This is the mail archive of the
elfutils-devel@sourceware.org
mailing list for the elfutils project.
Re: malformed elf file causes readelf -e to hang forever
- From: Mark Wielaard <mjw at redhat dot com>
- To: elfutils-devel at lists dot fedorahosted dot org
- Date: Mon, 26 Jan 2015 16:54:34 +0100
- Subject: Re: malformed elf file causes readelf -e to hang forever
On Sun, 2015-01-25 at 15:05 -0800, Josh Stone wrote:
> On 01/25/2015 11:39 AM, Hanno Böck wrote:
> > Please see attached file, which is a malformed (fuzzed) elf file that
> > causes elfutil's readelf -e to hang, testet with the latest version
> > 0.161.
> >
> > This was found with zzuf.
>
> You should be fuzzing with git master, as Mark is still making a lot of
> commits for robustness.
Yes please. We made a lot of progress with elfutils 0.161, but we aren't
completely there yet. Also if possible please do add new samples to the
"Fuzzing elfutils -- various badness" bug report
https://bugzilla.redhat.com/show_bug.cgi?id=1170810
so we don't forget about any fuzzing issue found.
> That said, I can reproduce this on master.
>
> I'm not sure it's a hang, exactly, but it's a least a really huge loop.

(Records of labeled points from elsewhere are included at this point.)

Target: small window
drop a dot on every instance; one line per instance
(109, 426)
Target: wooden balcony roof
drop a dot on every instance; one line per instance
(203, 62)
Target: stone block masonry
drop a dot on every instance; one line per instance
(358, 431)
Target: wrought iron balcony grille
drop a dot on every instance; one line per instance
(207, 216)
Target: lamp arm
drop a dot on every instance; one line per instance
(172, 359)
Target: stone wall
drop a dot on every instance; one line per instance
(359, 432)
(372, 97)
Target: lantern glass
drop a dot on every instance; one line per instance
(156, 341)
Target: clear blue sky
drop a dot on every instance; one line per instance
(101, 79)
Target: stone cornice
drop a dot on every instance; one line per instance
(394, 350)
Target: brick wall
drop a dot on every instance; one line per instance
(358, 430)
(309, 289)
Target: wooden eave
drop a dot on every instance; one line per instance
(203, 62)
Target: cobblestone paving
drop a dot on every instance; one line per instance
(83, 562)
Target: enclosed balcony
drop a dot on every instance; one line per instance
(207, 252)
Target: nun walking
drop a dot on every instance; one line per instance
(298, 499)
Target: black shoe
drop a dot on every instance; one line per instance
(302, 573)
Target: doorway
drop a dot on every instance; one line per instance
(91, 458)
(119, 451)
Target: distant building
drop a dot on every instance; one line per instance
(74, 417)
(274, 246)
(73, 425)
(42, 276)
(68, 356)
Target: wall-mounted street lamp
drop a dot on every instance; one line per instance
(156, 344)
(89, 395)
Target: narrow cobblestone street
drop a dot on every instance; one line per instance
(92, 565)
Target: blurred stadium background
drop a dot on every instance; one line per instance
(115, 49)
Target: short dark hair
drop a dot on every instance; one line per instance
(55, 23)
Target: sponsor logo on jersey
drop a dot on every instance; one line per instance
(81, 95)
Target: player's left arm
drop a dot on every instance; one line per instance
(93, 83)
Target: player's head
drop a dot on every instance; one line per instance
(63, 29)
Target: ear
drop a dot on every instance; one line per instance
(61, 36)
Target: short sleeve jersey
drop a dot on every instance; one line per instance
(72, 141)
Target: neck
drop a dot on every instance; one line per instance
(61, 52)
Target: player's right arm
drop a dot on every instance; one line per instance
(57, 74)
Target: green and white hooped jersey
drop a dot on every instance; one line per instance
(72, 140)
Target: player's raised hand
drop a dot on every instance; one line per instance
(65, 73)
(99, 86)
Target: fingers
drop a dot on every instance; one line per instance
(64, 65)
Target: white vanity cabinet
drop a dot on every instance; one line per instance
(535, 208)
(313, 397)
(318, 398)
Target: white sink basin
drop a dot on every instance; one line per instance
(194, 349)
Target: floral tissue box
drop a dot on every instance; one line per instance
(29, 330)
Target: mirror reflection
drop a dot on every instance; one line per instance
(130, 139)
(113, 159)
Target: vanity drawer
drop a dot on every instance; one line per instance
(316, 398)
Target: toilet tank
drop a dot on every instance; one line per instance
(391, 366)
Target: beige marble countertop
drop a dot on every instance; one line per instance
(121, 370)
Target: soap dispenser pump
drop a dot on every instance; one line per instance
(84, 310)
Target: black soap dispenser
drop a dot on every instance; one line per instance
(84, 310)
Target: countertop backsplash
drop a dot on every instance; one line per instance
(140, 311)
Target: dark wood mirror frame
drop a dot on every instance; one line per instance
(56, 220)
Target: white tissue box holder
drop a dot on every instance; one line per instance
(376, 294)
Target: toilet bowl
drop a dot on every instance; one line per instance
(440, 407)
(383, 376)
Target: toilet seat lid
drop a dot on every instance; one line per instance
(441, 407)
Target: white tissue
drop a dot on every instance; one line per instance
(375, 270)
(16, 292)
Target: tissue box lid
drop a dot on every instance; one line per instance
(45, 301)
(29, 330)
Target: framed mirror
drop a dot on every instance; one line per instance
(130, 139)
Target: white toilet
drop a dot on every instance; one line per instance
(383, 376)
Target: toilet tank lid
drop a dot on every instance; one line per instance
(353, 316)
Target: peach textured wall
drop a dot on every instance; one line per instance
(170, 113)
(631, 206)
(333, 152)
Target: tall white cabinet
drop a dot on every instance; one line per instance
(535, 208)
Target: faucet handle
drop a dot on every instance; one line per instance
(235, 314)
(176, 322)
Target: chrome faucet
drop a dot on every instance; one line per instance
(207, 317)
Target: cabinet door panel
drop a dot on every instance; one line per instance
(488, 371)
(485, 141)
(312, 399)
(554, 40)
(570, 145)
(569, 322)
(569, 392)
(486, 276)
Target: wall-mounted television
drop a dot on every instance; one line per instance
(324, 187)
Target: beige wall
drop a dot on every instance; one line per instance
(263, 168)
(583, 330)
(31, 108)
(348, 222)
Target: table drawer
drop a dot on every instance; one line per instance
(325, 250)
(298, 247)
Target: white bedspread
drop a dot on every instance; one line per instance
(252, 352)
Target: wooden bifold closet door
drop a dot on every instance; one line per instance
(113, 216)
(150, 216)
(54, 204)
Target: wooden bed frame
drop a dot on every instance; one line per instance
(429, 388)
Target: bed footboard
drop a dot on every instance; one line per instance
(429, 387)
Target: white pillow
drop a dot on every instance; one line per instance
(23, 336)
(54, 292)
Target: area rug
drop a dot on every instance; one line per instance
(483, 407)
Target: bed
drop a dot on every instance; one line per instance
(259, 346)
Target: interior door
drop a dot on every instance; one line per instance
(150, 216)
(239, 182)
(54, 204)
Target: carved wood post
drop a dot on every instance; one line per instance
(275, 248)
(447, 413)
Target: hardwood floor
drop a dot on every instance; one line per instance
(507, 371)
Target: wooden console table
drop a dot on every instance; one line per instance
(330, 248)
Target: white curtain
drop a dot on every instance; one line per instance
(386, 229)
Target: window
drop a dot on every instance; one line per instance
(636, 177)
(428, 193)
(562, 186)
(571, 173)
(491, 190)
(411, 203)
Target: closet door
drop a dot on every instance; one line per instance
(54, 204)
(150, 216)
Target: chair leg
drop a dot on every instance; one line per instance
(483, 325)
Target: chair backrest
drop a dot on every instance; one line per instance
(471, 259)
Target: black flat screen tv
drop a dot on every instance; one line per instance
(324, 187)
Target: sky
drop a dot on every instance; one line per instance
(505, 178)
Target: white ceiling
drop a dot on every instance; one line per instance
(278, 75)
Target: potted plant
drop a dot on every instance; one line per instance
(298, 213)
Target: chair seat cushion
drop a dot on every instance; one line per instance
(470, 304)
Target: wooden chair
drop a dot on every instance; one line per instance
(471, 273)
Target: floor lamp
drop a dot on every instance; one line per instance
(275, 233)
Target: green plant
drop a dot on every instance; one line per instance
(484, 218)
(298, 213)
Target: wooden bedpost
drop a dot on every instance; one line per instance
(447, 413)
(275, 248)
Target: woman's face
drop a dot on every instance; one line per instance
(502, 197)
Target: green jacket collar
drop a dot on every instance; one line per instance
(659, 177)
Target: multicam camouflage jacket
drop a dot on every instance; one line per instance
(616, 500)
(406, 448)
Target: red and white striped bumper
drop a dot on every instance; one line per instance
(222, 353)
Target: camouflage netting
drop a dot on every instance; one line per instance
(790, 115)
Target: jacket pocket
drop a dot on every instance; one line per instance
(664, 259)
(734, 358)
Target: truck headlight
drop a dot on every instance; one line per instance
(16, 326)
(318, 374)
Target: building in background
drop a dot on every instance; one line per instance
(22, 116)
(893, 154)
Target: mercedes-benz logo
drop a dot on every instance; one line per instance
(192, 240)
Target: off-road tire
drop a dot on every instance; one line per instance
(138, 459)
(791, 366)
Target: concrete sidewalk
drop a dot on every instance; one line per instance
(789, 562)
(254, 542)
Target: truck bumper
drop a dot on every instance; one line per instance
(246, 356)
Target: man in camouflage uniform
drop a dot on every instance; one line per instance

> :) I see it stuck in __libdwfl_addrsym::search_table with the end value
> of 1073741862, from the call "search_table (1, first_global)".
>
> Debugging earlier, I see this comes from load_symtab, where the shdr is:
>
> (gdb) p *shdr
> $4 = {
> sh_name = 1,
> sh_type = 2,
> sh_flags = 0,
> sh_addr = 0,
> sh_offset = 7200,
> sh_size = 1392,
> sh_link = 33,
> sh_info = 1073741862,
> sh_addralign = 8,
> sh_entsize = 24
> }
>
> These are used as:
> *syments = shdr->sh_size / shdr->sh_entsize;
> *first_global = shdr->sh_info;
>
> I guess it should be an error for first_global to be out of range, or at
> least clamp it to at most syments.
And we do that in find_symtab when we find the normal symtab or the aux
symtab. But in this case after we found the symtab we detect something
is fishy with the string table/shdrs, so we discard the result and fall
back to find_dynsym to get a backup symbol table through phdrs. Which
succeeds. dynsym only has global syms, so we don't need to set
first_global because it is initialized to zero. But... we forgot to
clear the original first_global we found when we discarded the result...
oops.
How does the following fix look?
From 6e576f095e6f3bb810e6388ed8e606eacb318b67 Mon Sep 17 00:00:00 2001
From: Mark Wielaard <mjw@redhat.com>
Date: Mon, 26 Jan 2015 16:34:57 +0100
Subject: [PATCH] libdwfl: Clear symtab result on error before using
find_dynsym fallback.
MIME-Version: 1.0
Content-Type: text/plain; charset=UTF-8
Content-Transfer-Encoding: 8bit
find_dynsym could succeed after find_symtab failed but had already set up
symdata, syments and first_global. find_dynsym would not set or clear
first_global since all syms in dynsym are global. Causing lots of failing
lookups when calling __libdwfl_addrsym if first_global was some huge
bogus value.
Reported-by: Hanno Böck <hanno@hboeck.de>
Signed-off-by: Mark Wielaard <mjw@redhat.com>
---
libdwfl/ChangeLog | 5 +++++
libdwfl/dwfl_module_getdwarf.c | 3 +++
2 files changed, 8 insertions(+)
diff --git a/libdwfl/ChangeLog b/libdwfl/ChangeLog
index 5a97578..d40dbae 100644
--- a/libdwfl/ChangeLog
+++ b/libdwfl/ChangeLog
@@ -1,3 +1,8 @@
+2015-01-26 Mark Wielaard <mjw@redhat.com>
+
+ * dwfl_module_getdwarf.c (find_symtab): Explicitly clear symdata,
+ syments and first_global on elferr before calling find_dynsym.
+
2014-12-27 Mark Wielaard <mjw@redhat.com>
* dwfl_module_getsrc.c (dwfl_module_getsrc): Never match a line that
diff --git a/libdwfl/dwfl_module_getdwarf.c b/libdwfl/dwfl_module_getdwarf.c
index 494407d..a31898a 100644
--- a/libdwfl/dwfl_module_getdwarf.c
+++ b/libdwfl/dwfl_module_getdwarf.c
@@ -1083,6 +1083,9 @@ find_symtab (Dwfl_Module *mod)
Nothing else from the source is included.